In the first few centuries that tea ceremonies were practiced in Japan, the participants used tea sets and utensils from China; after all, that's where the practice of serving tea originated. When tea ceremonies were the favored activity of the nobility, many people sought out expensive pieces from China. Showing off these extravagant tea sets became one of the main reasons for hosting a tea ceremony, and guests would spend hours looking at the fancy pieces. Many of these extraordinary pieces are now in museums.
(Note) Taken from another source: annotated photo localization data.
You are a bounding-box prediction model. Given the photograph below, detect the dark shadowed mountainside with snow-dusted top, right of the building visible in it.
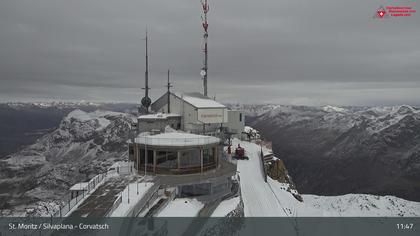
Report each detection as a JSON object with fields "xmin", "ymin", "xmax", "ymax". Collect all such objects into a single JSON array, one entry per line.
[{"xmin": 245, "ymin": 106, "xmax": 420, "ymax": 201}]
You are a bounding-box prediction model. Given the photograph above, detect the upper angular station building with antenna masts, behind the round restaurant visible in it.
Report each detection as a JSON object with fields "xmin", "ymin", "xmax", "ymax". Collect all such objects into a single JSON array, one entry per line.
[{"xmin": 131, "ymin": 0, "xmax": 245, "ymax": 137}]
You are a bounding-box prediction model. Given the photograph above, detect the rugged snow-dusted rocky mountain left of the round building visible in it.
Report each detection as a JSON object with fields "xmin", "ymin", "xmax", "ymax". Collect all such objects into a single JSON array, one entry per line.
[{"xmin": 0, "ymin": 110, "xmax": 134, "ymax": 214}]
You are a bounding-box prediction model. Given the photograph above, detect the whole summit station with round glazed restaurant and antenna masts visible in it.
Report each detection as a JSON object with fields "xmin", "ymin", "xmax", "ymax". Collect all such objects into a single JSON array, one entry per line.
[{"xmin": 129, "ymin": 0, "xmax": 245, "ymax": 183}]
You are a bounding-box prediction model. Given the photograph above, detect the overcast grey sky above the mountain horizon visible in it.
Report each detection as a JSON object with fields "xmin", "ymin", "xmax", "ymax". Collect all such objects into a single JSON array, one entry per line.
[{"xmin": 0, "ymin": 0, "xmax": 420, "ymax": 105}]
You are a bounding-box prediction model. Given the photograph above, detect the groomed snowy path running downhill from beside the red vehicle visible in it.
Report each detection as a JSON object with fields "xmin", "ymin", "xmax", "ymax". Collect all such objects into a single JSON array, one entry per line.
[{"xmin": 233, "ymin": 140, "xmax": 287, "ymax": 216}]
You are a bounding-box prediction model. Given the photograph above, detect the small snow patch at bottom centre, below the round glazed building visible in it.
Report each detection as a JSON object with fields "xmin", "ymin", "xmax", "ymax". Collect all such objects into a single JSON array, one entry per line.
[{"xmin": 158, "ymin": 198, "xmax": 204, "ymax": 217}]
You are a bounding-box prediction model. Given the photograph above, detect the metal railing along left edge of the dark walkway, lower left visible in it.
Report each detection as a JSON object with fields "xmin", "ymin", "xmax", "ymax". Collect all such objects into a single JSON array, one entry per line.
[{"xmin": 51, "ymin": 172, "xmax": 107, "ymax": 217}]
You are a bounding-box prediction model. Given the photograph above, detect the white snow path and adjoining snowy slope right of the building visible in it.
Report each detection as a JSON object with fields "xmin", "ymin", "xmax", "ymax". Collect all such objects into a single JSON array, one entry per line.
[{"xmin": 233, "ymin": 139, "xmax": 420, "ymax": 217}]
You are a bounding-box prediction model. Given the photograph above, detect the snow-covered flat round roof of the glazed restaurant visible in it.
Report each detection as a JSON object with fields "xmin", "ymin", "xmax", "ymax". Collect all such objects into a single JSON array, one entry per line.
[{"xmin": 135, "ymin": 132, "xmax": 220, "ymax": 147}]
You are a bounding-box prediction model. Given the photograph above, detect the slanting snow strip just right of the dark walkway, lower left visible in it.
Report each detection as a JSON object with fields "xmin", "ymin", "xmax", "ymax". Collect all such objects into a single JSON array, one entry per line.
[{"xmin": 111, "ymin": 182, "xmax": 153, "ymax": 217}]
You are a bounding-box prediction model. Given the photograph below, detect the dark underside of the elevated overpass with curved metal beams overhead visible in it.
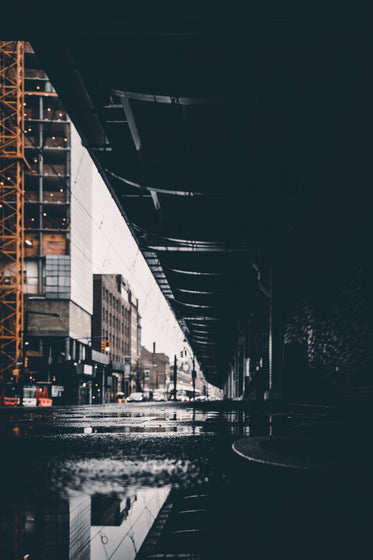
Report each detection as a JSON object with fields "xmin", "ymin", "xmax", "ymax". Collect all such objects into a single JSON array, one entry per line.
[{"xmin": 18, "ymin": 0, "xmax": 372, "ymax": 386}]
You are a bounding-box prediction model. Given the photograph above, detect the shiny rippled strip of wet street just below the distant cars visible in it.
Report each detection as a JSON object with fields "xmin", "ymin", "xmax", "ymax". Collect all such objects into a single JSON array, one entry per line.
[{"xmin": 0, "ymin": 407, "xmax": 284, "ymax": 438}]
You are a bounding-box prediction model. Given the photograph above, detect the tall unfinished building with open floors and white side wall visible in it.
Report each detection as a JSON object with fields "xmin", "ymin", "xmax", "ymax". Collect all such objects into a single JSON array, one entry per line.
[{"xmin": 24, "ymin": 43, "xmax": 93, "ymax": 403}]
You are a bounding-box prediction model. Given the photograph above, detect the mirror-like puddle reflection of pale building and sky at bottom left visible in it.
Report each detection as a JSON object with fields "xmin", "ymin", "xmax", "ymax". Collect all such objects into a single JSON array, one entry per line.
[{"xmin": 0, "ymin": 487, "xmax": 170, "ymax": 560}]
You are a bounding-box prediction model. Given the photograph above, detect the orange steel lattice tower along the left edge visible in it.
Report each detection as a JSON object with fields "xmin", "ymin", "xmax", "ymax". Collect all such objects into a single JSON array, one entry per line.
[{"xmin": 0, "ymin": 41, "xmax": 25, "ymax": 381}]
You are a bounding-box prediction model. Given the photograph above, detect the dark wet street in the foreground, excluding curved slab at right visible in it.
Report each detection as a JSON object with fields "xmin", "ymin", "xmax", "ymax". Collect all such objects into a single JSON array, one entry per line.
[{"xmin": 0, "ymin": 403, "xmax": 369, "ymax": 560}]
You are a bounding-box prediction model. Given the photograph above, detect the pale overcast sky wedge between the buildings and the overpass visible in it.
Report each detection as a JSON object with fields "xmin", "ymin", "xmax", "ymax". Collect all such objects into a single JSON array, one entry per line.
[{"xmin": 92, "ymin": 164, "xmax": 188, "ymax": 359}]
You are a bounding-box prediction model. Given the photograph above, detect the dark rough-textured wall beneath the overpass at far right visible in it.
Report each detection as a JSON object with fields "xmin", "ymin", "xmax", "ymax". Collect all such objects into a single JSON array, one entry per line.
[{"xmin": 284, "ymin": 259, "xmax": 373, "ymax": 394}]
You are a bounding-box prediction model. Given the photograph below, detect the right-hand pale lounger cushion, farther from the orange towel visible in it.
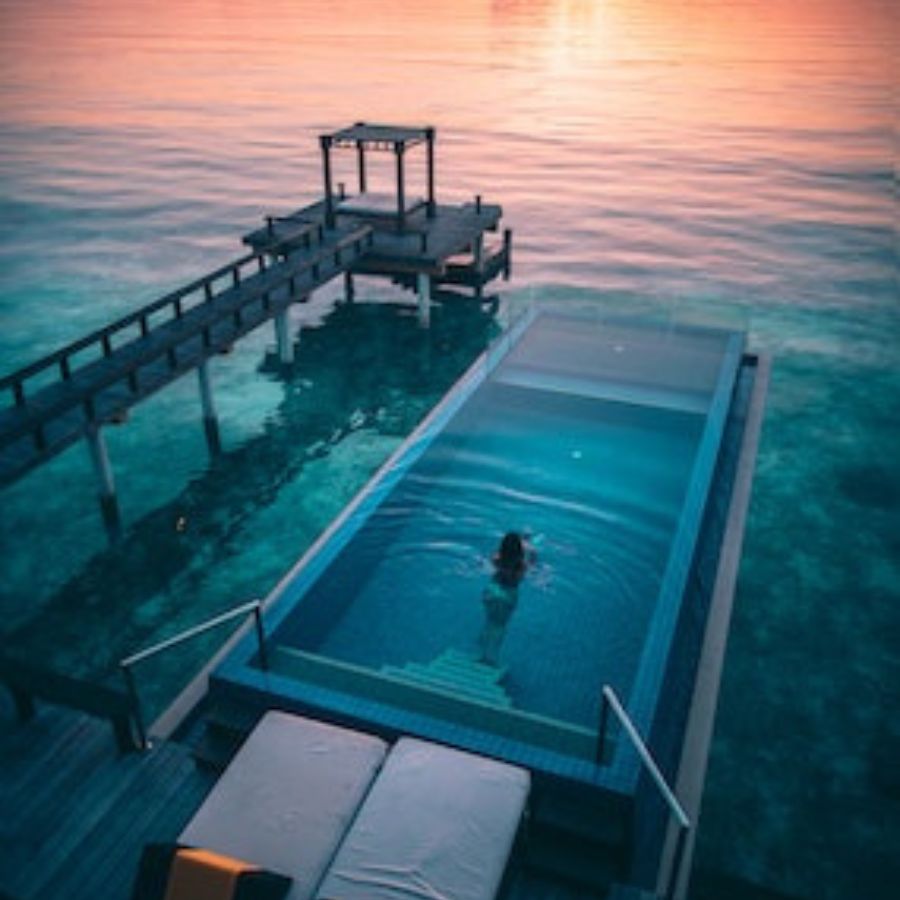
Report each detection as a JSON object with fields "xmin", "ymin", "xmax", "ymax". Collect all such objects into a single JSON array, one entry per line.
[{"xmin": 316, "ymin": 738, "xmax": 530, "ymax": 900}]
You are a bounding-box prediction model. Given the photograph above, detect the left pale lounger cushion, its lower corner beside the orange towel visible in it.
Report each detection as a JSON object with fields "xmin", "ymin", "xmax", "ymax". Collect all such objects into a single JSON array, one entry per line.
[{"xmin": 179, "ymin": 712, "xmax": 386, "ymax": 900}]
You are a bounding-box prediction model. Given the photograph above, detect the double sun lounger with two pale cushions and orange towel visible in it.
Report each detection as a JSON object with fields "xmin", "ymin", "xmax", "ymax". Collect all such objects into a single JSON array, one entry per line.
[{"xmin": 141, "ymin": 712, "xmax": 530, "ymax": 900}]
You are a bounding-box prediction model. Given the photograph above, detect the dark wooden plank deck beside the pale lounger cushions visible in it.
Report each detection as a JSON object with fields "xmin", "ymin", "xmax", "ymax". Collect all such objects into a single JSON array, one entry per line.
[{"xmin": 0, "ymin": 692, "xmax": 604, "ymax": 900}]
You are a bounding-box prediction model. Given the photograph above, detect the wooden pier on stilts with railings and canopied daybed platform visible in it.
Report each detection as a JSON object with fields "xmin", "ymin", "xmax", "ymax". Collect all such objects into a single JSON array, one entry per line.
[{"xmin": 0, "ymin": 123, "xmax": 511, "ymax": 536}]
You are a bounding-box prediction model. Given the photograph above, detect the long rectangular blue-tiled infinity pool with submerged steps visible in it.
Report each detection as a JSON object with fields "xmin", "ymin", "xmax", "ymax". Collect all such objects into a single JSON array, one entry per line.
[{"xmin": 214, "ymin": 314, "xmax": 742, "ymax": 788}]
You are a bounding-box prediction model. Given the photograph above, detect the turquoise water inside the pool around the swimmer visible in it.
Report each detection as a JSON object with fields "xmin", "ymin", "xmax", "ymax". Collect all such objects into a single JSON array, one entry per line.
[{"xmin": 277, "ymin": 317, "xmax": 722, "ymax": 727}]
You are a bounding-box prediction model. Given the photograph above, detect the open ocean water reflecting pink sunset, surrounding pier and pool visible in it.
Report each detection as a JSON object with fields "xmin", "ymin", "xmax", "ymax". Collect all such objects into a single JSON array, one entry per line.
[{"xmin": 0, "ymin": 0, "xmax": 900, "ymax": 900}]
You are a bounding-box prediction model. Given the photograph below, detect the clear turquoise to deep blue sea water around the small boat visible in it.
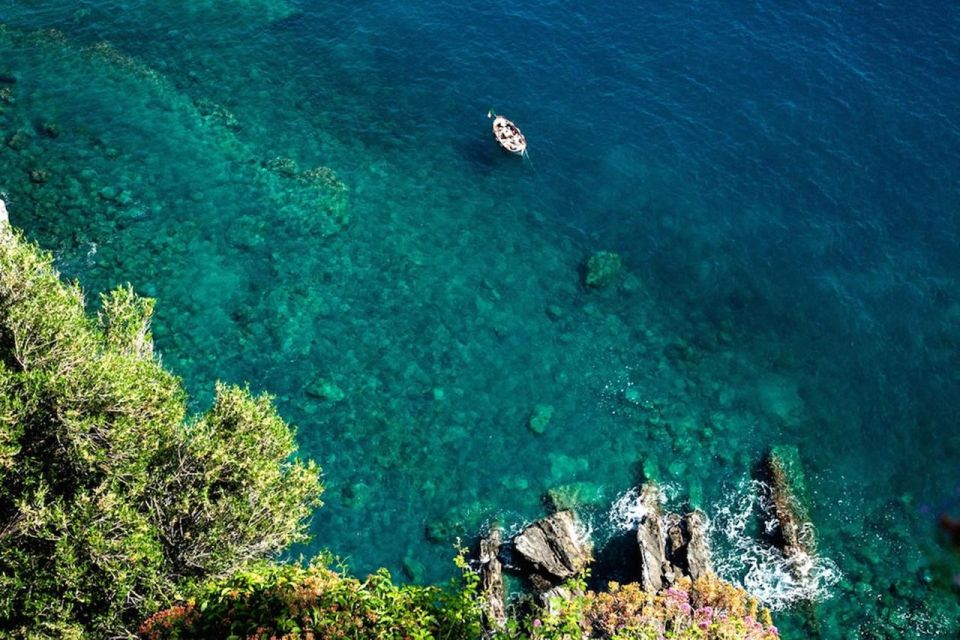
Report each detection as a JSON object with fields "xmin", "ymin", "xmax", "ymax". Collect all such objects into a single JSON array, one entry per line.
[{"xmin": 0, "ymin": 0, "xmax": 960, "ymax": 637}]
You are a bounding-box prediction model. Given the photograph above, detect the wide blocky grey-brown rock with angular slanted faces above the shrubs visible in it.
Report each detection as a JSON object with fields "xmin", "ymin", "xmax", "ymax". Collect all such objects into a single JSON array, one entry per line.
[{"xmin": 513, "ymin": 511, "xmax": 591, "ymax": 580}]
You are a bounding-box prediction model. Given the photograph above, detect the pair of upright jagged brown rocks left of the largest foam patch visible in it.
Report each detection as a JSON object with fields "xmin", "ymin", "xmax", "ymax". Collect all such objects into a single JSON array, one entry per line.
[{"xmin": 637, "ymin": 483, "xmax": 711, "ymax": 592}]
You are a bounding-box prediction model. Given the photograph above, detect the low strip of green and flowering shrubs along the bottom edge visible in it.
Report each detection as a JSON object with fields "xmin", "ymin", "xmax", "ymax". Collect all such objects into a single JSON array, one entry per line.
[{"xmin": 141, "ymin": 562, "xmax": 779, "ymax": 640}]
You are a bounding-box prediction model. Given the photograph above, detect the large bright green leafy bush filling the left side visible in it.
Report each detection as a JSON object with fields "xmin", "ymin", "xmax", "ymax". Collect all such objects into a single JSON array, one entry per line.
[{"xmin": 0, "ymin": 227, "xmax": 321, "ymax": 637}]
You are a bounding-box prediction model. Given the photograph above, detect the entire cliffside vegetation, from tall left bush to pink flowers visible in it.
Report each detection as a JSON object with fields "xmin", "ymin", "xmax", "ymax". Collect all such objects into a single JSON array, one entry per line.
[{"xmin": 0, "ymin": 222, "xmax": 777, "ymax": 640}]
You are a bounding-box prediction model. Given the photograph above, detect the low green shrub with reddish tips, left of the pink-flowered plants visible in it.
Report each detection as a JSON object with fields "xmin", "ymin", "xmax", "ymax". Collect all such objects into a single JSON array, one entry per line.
[{"xmin": 140, "ymin": 563, "xmax": 481, "ymax": 640}]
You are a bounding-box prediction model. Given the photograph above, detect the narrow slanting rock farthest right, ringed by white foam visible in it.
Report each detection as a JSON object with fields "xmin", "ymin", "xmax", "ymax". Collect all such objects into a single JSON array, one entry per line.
[{"xmin": 764, "ymin": 446, "xmax": 816, "ymax": 578}]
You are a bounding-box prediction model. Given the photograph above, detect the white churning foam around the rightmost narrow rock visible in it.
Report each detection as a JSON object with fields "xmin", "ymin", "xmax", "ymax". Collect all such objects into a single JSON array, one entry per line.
[{"xmin": 712, "ymin": 480, "xmax": 841, "ymax": 610}]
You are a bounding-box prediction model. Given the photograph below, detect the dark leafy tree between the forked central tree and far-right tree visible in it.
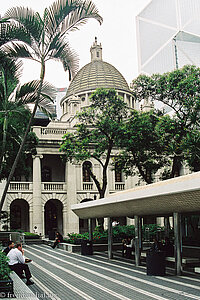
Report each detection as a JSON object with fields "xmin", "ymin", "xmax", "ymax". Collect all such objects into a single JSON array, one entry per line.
[{"xmin": 115, "ymin": 111, "xmax": 168, "ymax": 184}]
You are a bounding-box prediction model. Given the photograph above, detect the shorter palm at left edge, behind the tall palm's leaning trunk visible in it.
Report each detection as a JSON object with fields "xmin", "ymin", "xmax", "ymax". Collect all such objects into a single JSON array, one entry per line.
[{"xmin": 0, "ymin": 52, "xmax": 56, "ymax": 179}]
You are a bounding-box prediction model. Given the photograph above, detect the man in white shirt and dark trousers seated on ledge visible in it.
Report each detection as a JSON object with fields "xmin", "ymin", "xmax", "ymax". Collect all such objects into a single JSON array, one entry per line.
[{"xmin": 7, "ymin": 244, "xmax": 34, "ymax": 285}]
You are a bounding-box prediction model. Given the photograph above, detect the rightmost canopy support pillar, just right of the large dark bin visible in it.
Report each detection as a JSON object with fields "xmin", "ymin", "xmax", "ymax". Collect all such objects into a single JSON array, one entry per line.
[{"xmin": 173, "ymin": 213, "xmax": 182, "ymax": 275}]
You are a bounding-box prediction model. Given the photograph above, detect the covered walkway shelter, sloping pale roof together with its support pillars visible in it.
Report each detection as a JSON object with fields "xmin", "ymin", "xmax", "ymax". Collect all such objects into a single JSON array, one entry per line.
[{"xmin": 71, "ymin": 172, "xmax": 200, "ymax": 275}]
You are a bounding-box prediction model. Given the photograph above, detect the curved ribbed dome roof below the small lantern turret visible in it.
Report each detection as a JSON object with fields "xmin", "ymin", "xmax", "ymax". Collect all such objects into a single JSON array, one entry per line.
[{"xmin": 66, "ymin": 60, "xmax": 130, "ymax": 97}]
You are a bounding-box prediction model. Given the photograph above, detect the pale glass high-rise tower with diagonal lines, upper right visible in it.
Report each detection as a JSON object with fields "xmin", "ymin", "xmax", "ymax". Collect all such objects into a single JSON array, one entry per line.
[{"xmin": 136, "ymin": 0, "xmax": 200, "ymax": 74}]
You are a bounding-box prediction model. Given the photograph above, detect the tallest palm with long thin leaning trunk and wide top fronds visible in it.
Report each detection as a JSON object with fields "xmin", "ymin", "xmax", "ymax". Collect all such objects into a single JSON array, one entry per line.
[{"xmin": 0, "ymin": 0, "xmax": 102, "ymax": 210}]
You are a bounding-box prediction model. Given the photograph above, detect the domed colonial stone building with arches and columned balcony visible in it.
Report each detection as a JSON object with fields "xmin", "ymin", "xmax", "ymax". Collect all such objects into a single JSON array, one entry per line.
[{"xmin": 4, "ymin": 39, "xmax": 140, "ymax": 236}]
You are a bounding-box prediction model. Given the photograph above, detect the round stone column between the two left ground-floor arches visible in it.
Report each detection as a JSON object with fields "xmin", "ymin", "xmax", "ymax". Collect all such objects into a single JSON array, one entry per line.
[{"xmin": 32, "ymin": 155, "xmax": 44, "ymax": 235}]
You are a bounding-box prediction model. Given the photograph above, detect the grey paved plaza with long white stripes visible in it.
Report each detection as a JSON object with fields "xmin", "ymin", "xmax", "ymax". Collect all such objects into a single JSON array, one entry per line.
[{"xmin": 16, "ymin": 244, "xmax": 200, "ymax": 300}]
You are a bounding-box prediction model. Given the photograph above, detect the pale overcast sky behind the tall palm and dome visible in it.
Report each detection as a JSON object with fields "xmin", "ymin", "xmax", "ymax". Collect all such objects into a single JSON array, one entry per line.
[{"xmin": 0, "ymin": 0, "xmax": 151, "ymax": 87}]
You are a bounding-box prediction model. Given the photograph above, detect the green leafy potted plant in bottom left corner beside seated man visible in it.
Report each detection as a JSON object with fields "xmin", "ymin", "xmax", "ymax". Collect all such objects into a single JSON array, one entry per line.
[{"xmin": 0, "ymin": 249, "xmax": 13, "ymax": 298}]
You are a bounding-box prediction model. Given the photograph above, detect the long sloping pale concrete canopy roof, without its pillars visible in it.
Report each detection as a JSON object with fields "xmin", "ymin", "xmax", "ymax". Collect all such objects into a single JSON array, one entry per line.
[{"xmin": 71, "ymin": 172, "xmax": 200, "ymax": 219}]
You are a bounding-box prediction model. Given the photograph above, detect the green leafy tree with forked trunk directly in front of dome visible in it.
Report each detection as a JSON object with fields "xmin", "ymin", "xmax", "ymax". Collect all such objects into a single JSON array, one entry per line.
[{"xmin": 60, "ymin": 88, "xmax": 128, "ymax": 227}]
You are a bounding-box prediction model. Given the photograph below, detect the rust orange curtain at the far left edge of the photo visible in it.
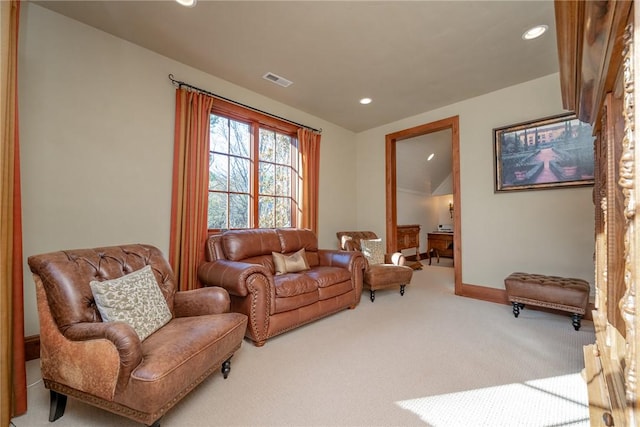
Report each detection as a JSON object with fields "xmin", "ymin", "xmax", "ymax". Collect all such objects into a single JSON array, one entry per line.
[{"xmin": 0, "ymin": 1, "xmax": 27, "ymax": 426}]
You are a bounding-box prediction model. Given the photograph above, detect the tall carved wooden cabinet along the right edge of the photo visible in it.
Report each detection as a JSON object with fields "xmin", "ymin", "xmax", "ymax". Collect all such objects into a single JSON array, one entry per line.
[{"xmin": 555, "ymin": 0, "xmax": 640, "ymax": 426}]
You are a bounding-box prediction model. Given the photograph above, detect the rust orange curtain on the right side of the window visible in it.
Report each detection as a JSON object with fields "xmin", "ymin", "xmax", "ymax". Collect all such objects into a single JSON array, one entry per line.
[{"xmin": 298, "ymin": 128, "xmax": 321, "ymax": 234}]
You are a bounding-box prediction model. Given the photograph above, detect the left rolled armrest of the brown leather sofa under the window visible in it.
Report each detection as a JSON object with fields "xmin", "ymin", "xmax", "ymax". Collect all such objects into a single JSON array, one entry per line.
[{"xmin": 198, "ymin": 259, "xmax": 273, "ymax": 297}]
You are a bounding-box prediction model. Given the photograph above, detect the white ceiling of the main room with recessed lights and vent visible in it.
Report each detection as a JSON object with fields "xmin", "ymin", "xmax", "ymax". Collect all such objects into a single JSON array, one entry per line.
[{"xmin": 35, "ymin": 0, "xmax": 558, "ymax": 132}]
One of Sen no Rikyu's influences on the practice of tea was doing away with these foreign and elaborate tea sets. Rikyu preferred very simple and rustic pieces from Japan, and if they had some kind of flaw, then so much the better -- trying to see beauty in the simple and the imperfect was one of Rikyu's goals throughout his work with the tea ceremony. Today there are many craftsmen in Japan that have studied the kind of ceremony utensils that Rikyu used, and people can visit their studios to examine the process of creating ceramic bowls.

Hosting a tea ceremony requires an immense amount of utensils and tools, and there's no shortage of craftsmen and manufacturers who provide the equipment. Collectors could probably spend the rest of their lives acquiring tea sets without ever lacking for something to buy. But for the purposes of this article, we'll cover just a few of the basics that are necessary for a tea ceremony. Depending on the season, hosts need a ro or a furo; a ro is a sunken hearth that is used in the winter, and a furo is a brazier, or a pan that is used in the summer months on an open fire. The ro and the furo provide the heat for boiling the water for the tea.

The kama, or kettle, would be placed atop the ro or furo, full of water from the mizusashi, or water jug. As the water heats, the ceremony host would use additional water to wash the tea bowl, called a chawan. The host would then take the green tea from the usuki, the tea container, using a chashaku, or tea scoop. The host adds the powdered tea to the chawan, and then adds the boiling water with the hishaku, or ladle. Then, the host would take the chasen, a bamboo whisk, to stir the tea, which he would then present to the guests. Throughout the ceremony, several types of napkins and cleaning cloths would also be used.